Bu hazin olayın nasıl cereyan (gelişme, durum) ettiğini hala anlamıyorum kayıp mı oldu çalındımı bilemiyorum. Günler aylar geçti bu arada başka yarışmalara katılıp başarılar elde etmiştim ilçe ikinciliğim bile vardı, mezuniyete iki hafta kadar kalmıştı Yonca hocamla konuşmak için yanına gitmiştim biraz sohbet ettik sonra laf döndü dolaştı şimdi ne yapacağıma geldi önümde bir lise dönemi vardı, ona kafamın karışık olduğunundan ve önümdeki iki seçenekten bahsettim. Bana söyleyeceği sözlerin hayatımı ve fikri yapımı değiştireceğinden habersiz onu dinlemekteydim Bana'' Neden ikisinide yapmıyorsun? '' dedi nasıl olacağını sordum '' Neden seçim yapmak zorunda olduğunu hissedip kedini kısıtlıyorsun bence ikisinide yap ama birisini mektepli olarak birisinide alaylı olarak yap'' dedi ve şahsi fikrini ekleyerek tavsiyelerde bulundu. '' Bana kalırsa yeteneklisin bu yeteneğini okula giderek taçlandırmalısın ikinci seçenek olan tarih ve edebiyata gelirsek evet belki profesör olamazsın bir öğretim görevliside olamazsın ki sonradan ikinci üniversite olarak okursan onlarıda yapabilirsin, hadi kötü seneryo olsun tarih okuyamadın bunları olamazsın ama iyi bir araştırmacı yazar olabilirsin ve bunun için okul okumana gerek yok kendimi daraltma çok yönlü ol'' dedi.
Hani bir şey olurda aydınlanırsınız ya '' heeee anladım '' aydınlanmıştım kendimi kısıtlamamam gerektiğini anladım hocamın yönlendirmesi ile liseyi meslek lisesinde grafik tasarım okuyarak başarıyla bitirdim, sonrasında üniversiteyide grafik tasarım bölümü olarak bölüm ikinciliği ile bitirdim ve kendime epey bir bilgi birikim kattım tarih ve edebiyata gelince söylediği gibi onlarıda bırakmadım geliştirdim her konu hakında bilgi sahibi olmaya çalıştım ve halada olmaya çalışıyorum, bilgi öyle bir şeydir ki yıllarca çalışsanızda her şeyi biliyorum diyemezsiniz çünkü illaki bilmediğiniz bir şeyler vardır ve bilgi paylaştıkça güzeldir.

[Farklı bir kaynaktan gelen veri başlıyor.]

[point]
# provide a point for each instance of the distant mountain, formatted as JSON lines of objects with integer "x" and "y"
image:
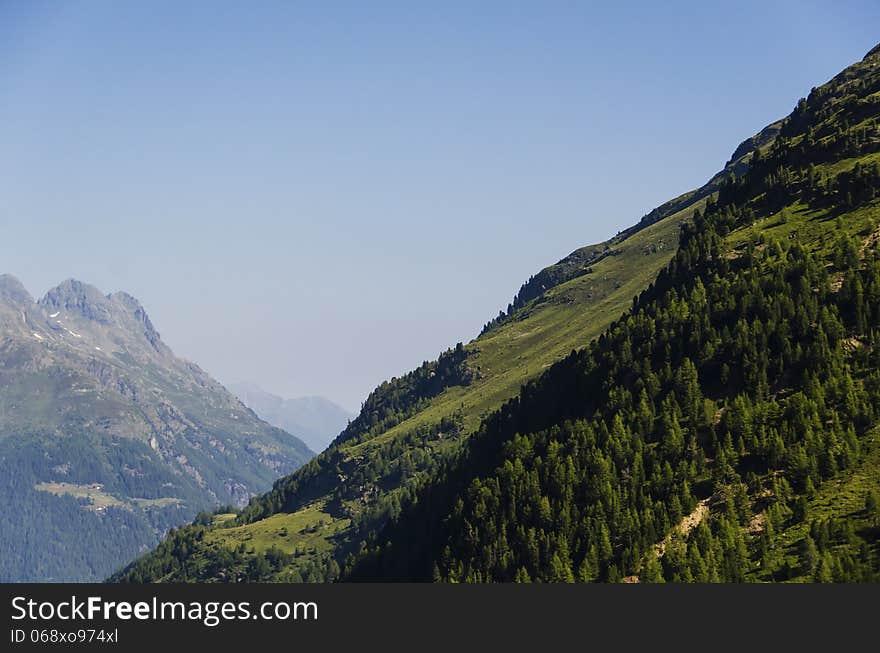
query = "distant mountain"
{"x": 107, "y": 439}
{"x": 696, "y": 399}
{"x": 314, "y": 420}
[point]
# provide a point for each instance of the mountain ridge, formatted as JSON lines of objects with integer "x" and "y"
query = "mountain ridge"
{"x": 101, "y": 424}
{"x": 426, "y": 476}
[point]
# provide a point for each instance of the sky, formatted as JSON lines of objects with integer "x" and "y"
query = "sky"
{"x": 315, "y": 197}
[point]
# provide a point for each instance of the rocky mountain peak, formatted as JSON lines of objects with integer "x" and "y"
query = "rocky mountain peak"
{"x": 139, "y": 313}
{"x": 80, "y": 298}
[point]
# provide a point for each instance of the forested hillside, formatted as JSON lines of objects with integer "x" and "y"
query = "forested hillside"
{"x": 107, "y": 439}
{"x": 721, "y": 429}
{"x": 705, "y": 435}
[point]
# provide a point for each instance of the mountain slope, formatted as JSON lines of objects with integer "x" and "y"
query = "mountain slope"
{"x": 107, "y": 439}
{"x": 410, "y": 425}
{"x": 745, "y": 382}
{"x": 314, "y": 420}
{"x": 694, "y": 398}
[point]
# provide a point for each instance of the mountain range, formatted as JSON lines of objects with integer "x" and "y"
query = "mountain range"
{"x": 107, "y": 439}
{"x": 696, "y": 399}
{"x": 314, "y": 420}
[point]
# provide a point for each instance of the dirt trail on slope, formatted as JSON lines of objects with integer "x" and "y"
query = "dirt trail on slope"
{"x": 687, "y": 524}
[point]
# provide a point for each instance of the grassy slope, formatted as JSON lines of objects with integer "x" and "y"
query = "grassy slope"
{"x": 539, "y": 334}
{"x": 841, "y": 498}
{"x": 565, "y": 318}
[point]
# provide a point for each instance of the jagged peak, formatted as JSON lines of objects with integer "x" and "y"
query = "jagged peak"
{"x": 12, "y": 290}
{"x": 78, "y": 297}
{"x": 136, "y": 309}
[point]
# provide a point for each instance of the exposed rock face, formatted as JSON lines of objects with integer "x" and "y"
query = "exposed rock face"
{"x": 88, "y": 385}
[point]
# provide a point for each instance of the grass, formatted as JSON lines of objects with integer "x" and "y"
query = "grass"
{"x": 841, "y": 498}
{"x": 568, "y": 317}
{"x": 99, "y": 499}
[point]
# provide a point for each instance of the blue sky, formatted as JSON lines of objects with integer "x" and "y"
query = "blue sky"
{"x": 317, "y": 196}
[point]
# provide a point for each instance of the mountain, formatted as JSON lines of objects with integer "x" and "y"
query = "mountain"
{"x": 314, "y": 420}
{"x": 107, "y": 439}
{"x": 695, "y": 399}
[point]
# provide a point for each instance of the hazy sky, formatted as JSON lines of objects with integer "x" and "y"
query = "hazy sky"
{"x": 317, "y": 196}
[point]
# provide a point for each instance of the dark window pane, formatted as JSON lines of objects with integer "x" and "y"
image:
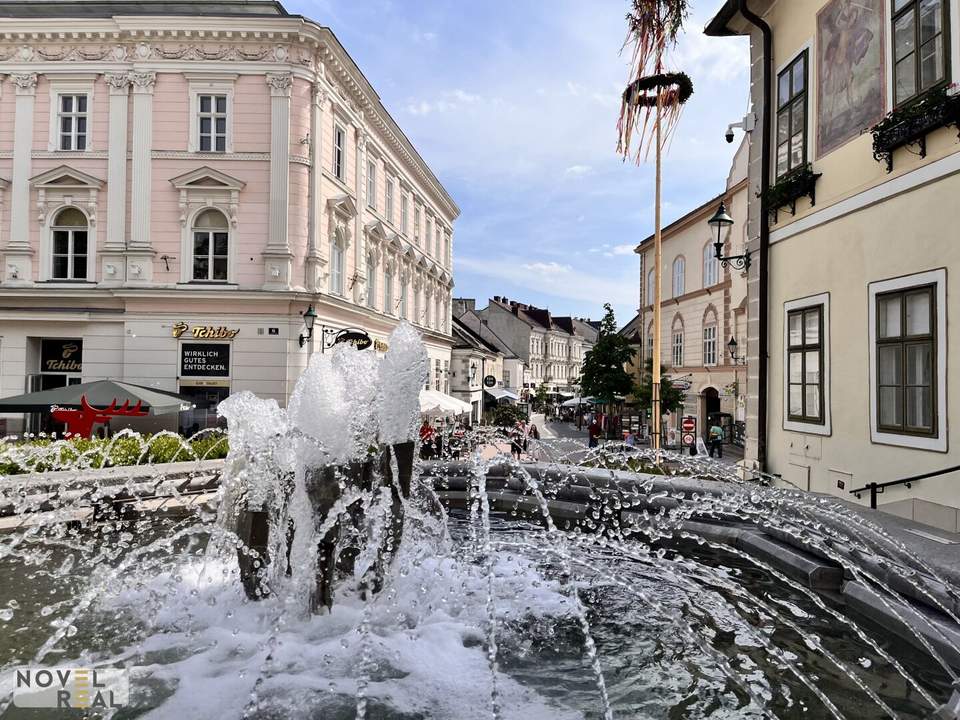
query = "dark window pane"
{"x": 60, "y": 242}
{"x": 60, "y": 266}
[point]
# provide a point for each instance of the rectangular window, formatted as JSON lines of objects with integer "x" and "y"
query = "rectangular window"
{"x": 339, "y": 161}
{"x": 72, "y": 118}
{"x": 906, "y": 359}
{"x": 805, "y": 359}
{"x": 212, "y": 119}
{"x": 919, "y": 47}
{"x": 792, "y": 116}
{"x": 710, "y": 345}
{"x": 372, "y": 184}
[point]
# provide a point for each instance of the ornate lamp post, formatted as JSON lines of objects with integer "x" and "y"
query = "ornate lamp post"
{"x": 721, "y": 220}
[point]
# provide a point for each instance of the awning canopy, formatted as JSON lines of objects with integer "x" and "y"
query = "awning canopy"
{"x": 100, "y": 394}
{"x": 501, "y": 394}
{"x": 434, "y": 402}
{"x": 578, "y": 401}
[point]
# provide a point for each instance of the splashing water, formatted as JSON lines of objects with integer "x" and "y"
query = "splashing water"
{"x": 583, "y": 586}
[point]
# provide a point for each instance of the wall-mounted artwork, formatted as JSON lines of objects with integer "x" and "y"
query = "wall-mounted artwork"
{"x": 849, "y": 70}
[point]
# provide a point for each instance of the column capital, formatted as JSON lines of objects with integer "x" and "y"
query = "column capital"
{"x": 26, "y": 83}
{"x": 280, "y": 84}
{"x": 143, "y": 82}
{"x": 119, "y": 83}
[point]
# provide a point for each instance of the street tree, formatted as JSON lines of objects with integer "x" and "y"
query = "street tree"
{"x": 604, "y": 375}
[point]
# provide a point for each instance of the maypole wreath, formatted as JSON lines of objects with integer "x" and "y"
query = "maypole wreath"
{"x": 653, "y": 27}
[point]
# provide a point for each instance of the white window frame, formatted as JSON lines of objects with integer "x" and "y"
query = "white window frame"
{"x": 206, "y": 84}
{"x": 78, "y": 85}
{"x": 339, "y": 150}
{"x": 372, "y": 184}
{"x": 710, "y": 326}
{"x": 388, "y": 199}
{"x": 932, "y": 277}
{"x": 679, "y": 276}
{"x": 711, "y": 263}
{"x": 811, "y": 428}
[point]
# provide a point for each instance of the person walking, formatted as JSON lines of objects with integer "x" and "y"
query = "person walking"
{"x": 716, "y": 440}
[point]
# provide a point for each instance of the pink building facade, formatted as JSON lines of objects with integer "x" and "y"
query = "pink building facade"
{"x": 176, "y": 186}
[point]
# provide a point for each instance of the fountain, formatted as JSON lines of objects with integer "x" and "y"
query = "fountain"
{"x": 320, "y": 572}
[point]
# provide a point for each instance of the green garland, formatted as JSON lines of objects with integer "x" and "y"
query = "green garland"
{"x": 678, "y": 82}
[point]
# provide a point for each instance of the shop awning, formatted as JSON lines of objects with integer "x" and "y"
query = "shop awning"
{"x": 99, "y": 393}
{"x": 501, "y": 394}
{"x": 434, "y": 402}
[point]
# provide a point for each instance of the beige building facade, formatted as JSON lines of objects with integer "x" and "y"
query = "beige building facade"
{"x": 862, "y": 259}
{"x": 703, "y": 305}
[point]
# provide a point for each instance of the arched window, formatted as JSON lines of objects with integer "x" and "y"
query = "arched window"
{"x": 678, "y": 268}
{"x": 710, "y": 266}
{"x": 69, "y": 245}
{"x": 372, "y": 283}
{"x": 388, "y": 289}
{"x": 336, "y": 264}
{"x": 210, "y": 246}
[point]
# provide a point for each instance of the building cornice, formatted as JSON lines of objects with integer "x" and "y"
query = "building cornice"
{"x": 292, "y": 44}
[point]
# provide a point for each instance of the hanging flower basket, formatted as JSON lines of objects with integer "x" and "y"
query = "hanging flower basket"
{"x": 790, "y": 188}
{"x": 910, "y": 125}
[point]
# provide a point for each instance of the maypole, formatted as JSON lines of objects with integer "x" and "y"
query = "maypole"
{"x": 653, "y": 25}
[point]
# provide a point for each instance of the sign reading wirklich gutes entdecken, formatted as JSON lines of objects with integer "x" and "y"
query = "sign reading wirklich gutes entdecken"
{"x": 205, "y": 360}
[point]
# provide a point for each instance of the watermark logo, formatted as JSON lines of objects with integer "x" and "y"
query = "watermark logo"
{"x": 71, "y": 687}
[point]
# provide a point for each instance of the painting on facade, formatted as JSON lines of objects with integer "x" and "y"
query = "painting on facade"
{"x": 849, "y": 70}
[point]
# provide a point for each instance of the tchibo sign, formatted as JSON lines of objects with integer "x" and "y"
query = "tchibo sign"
{"x": 70, "y": 687}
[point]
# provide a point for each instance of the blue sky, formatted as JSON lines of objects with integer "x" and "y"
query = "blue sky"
{"x": 514, "y": 106}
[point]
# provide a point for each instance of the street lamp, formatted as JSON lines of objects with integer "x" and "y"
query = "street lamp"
{"x": 721, "y": 220}
{"x": 309, "y": 317}
{"x": 732, "y": 348}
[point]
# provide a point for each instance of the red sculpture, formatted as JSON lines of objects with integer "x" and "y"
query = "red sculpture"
{"x": 80, "y": 422}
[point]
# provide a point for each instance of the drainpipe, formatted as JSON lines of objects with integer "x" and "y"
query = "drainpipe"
{"x": 763, "y": 354}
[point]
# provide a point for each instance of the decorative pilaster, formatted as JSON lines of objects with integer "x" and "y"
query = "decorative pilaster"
{"x": 277, "y": 258}
{"x": 140, "y": 251}
{"x": 18, "y": 256}
{"x": 315, "y": 261}
{"x": 360, "y": 248}
{"x": 113, "y": 267}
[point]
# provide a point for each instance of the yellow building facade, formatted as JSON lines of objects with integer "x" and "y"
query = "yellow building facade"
{"x": 859, "y": 254}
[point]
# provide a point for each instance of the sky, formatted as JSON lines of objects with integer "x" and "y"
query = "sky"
{"x": 513, "y": 104}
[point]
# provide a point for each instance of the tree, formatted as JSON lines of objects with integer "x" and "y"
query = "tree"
{"x": 604, "y": 376}
{"x": 671, "y": 398}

Siz siz olun kendinizi kısıtlamayın kendinizi her alnda geliştirin ama sevdiğiniz ve yetenekli olduğunuz alanda master olun, buraya kadar anlattığım hikayemde bana destek olan bana yön gösteren Yonca Ceylan hocama teşekürlerimi sunuyorum sağ olun hocam iyi ki varsınız...
Şimdi gelelim asıl konumuzun esbabı mucibesine(gerekçesine) güldük eylendik hüzünlendik yeter bu kadar kendimden ve hikayelerimden ara ara bahsedeceğim elbette ama onun dışında sizlerle neler yapacağız onlardan bahsedelim.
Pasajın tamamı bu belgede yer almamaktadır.